Breast Self-Awareness Saves Lives
Nearly one half of all cases of breast cancer in women 50 years and older and more than 70% of cases in women younger than 50 years are discovered by women themselves, frequently unintentionally. If breast cancer is found and treated early, most cases can be cured. Because women play such a major role in detecting breast cancer, it’s important for them to develop breast self-awareness, or an understanding of the normal appearance and feel of their breasts.
Breast self-awareness differs from traditional breast self-exams in that it doesn’t require women to examine their breasts at specific intervals or with a precise method.
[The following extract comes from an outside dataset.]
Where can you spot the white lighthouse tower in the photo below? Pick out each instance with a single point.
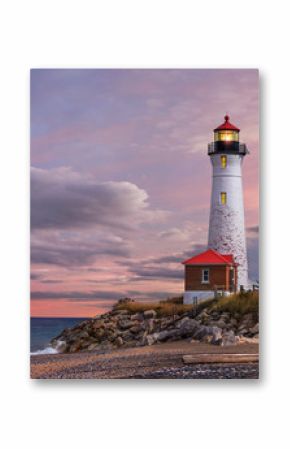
(227, 225)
Instead, breast self-awareness emphasizes having a solid sense of what is normal for your breasts so you are better able to recognize any changes, no matter how small, and report them to your doctor.
Most breast problems, especially in young women, are not cancer. Common breast problems include:
Fibrocystic changes, which may make your breasts feel lumpy and tender and often occur near the time of your period. Fibrocystic changes may also cause breast pain, itchiness, and swelling.
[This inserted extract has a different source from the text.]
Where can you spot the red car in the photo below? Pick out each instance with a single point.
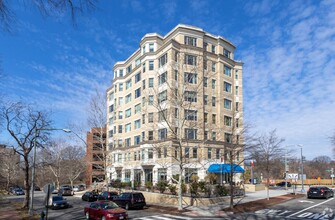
(105, 210)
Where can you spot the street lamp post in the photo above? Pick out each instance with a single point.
(302, 169)
(32, 187)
Cysts, or small sacs filled with fluid, which can be almost any size, on your breasts. They usually develop in women ages 25–50 and in women who are taking hormone therapy after menopause. Cysts are benign in most cases.
Fibroadenomas, or solid, non-cancerous lumps, which occur most often in young women. These lumps appear in both breasts, usually in an even pattern.
If you have felt a lump, you should be examined by your doctor even if your last mammography result was normal. Most women who experience fibrocystic changes, cysts, or fibroadenomas do not have a greater chance of developing breast cancer.
In addition to the symptoms of these common breast problems, you should tell your doctor if you experience nipple retraction (nipple turns in), redness of nipples or breast skin, and scaly nipples or breast skin. Possible warning signs of breast cancer include a lump in only one of your breasts, dimpling or other changes in the skin on your breasts, and spontaneous nipple discharge.
If you see a change in your breasts at any time, your doctor should examine them. He or she will review when you first had symptoms and how long they have lasted. Your doctor will also ask questions about your medical history to check for other factors that could point to an increased risk of breast cancer.